§ 275d Abs. 2 SGB V begründet für Krankenhäuser, die vor dem Jahr 2022 Leistungen erbracht haben, für die ab dem Jahr 2022 eine Bescheinigung nach § 275d Abs. 2 SGB V erforderlich ist, im Jahr 2022 einen Bestandsschutz, der bis zur Rechtskraft einerr ablehnenden Entscheidung des Medizinischen Dienstes besteht. Diese Krankenhäuser waren im Jahr 2022 bis zur Bestandskraft des Bescheids berechtigt, Leistungen nach dem OPS 8-98f abzurechnen. In Rechnung gestellte Beträge waren fällig und auch zu verzinsen.
Die Berufung der Beklagten gegen das Urteil des Sozialgerichts Freiburg vom 20.06.2023 wird zurückgewiesen.
Die Beklagte trägt auch die Kosten des Berufungsverfahrens.
Der Streitwert für das Berufungsverfahren wird endgültig auf 958,86 € festgesetzt.
Tatbestand
Die Beteiligten streiten (noch) über Zinsen für zunächst aufgrund negativer Strukturprüfung nicht gezahlte Vergütungen für Krankenhausbehandlungen von Mitgliedern der Beklagten.
Der Kläger ist Träger von zur Behandlung gesetzlich Versicherter nach § 108 Nr. 2 Fünftes Buch Sozialgesetzbuch (SGB V) zugelassener Krankenhäuser: des O1 Klinikums O2 und des O1 Klinikums L1. Dort wurden im Februar, März und April 2022 neun Mitglieder der Beklagten vollstationär behandelt (jeweils u.a. OPS 8-98f: Aufwendige intensivmedizinische Komplexbehandlung) und hierfür zwischen dem 06.04. und 10.05.2022 Vergütungen berechnet.

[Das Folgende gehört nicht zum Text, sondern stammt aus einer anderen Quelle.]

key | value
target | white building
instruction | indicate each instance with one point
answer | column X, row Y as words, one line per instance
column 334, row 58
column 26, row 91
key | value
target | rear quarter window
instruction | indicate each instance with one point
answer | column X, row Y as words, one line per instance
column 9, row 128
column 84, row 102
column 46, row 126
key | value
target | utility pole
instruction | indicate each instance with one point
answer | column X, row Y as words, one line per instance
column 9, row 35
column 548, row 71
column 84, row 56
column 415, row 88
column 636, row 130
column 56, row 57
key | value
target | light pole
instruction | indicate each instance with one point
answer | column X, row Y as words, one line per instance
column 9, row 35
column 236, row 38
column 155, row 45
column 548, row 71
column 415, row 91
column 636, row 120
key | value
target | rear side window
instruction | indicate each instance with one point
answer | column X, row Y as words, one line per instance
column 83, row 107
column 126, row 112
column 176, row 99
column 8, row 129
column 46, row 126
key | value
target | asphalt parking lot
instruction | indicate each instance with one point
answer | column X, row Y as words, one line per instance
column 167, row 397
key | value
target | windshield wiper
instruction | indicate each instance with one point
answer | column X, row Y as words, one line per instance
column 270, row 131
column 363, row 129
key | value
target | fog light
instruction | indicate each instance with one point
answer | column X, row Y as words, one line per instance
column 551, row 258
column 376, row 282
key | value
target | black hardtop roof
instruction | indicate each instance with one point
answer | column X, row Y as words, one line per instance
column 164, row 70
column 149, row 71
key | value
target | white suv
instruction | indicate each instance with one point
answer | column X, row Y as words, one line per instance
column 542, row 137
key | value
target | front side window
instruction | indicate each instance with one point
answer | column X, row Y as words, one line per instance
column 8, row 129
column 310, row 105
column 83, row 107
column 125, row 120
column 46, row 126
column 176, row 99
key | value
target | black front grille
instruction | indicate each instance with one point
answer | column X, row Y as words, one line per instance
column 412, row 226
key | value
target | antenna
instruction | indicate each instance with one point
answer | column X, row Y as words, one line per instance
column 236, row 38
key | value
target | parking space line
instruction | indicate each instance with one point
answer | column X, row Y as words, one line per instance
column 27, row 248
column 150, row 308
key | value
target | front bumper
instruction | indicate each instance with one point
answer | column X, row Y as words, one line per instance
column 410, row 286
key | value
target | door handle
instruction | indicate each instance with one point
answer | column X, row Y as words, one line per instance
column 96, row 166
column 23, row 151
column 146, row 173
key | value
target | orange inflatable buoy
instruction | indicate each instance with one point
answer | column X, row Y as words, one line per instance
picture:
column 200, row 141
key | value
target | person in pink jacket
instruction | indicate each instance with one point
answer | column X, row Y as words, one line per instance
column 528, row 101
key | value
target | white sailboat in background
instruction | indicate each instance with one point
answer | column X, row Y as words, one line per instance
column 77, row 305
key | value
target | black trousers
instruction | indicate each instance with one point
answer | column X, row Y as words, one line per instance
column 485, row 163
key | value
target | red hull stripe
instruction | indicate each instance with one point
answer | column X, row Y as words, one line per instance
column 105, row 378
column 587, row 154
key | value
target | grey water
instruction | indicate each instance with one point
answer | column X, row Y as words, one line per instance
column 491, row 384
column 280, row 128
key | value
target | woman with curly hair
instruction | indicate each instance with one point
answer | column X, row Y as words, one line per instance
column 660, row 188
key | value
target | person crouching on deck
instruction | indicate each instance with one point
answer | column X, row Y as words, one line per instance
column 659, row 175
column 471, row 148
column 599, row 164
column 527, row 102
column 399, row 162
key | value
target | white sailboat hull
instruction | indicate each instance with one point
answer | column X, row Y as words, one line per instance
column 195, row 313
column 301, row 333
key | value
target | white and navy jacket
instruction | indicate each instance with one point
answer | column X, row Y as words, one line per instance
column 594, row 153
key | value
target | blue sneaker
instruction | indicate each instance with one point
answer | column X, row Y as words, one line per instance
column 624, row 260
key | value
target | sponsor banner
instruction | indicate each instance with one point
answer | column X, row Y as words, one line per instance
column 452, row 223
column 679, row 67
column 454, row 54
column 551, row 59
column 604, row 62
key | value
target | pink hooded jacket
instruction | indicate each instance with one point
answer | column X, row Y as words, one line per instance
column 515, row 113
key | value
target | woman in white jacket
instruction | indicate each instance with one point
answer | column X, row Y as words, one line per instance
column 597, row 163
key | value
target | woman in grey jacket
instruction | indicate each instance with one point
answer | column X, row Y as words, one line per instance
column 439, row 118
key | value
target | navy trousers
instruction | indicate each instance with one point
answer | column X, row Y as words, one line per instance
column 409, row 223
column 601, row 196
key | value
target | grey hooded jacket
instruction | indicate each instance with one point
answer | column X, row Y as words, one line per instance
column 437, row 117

Die vorgerichtlich übersandten Rechnungen für diese Behandlungen beglich die Beklagte zunächst nicht, weil der Kläger zur Abrechnung der Leistungen nicht berechtigt sei. Denn mit jeweils einem Bescheid vom 11.03.2022 hatte der Medizinische Dienst Baden-Württemberg (MD) die am 30.06.2021 gestellten Anträge auf Erteilung der Bescheinigung über die Einhaltung der Strukturmerkmale gemäß § 275d Abs. 2 SGB V für beide Krankenhäuser abgelehnt, wogegen der Kläger unter dem 08.04.2022 Widerspruch erhoben hatte.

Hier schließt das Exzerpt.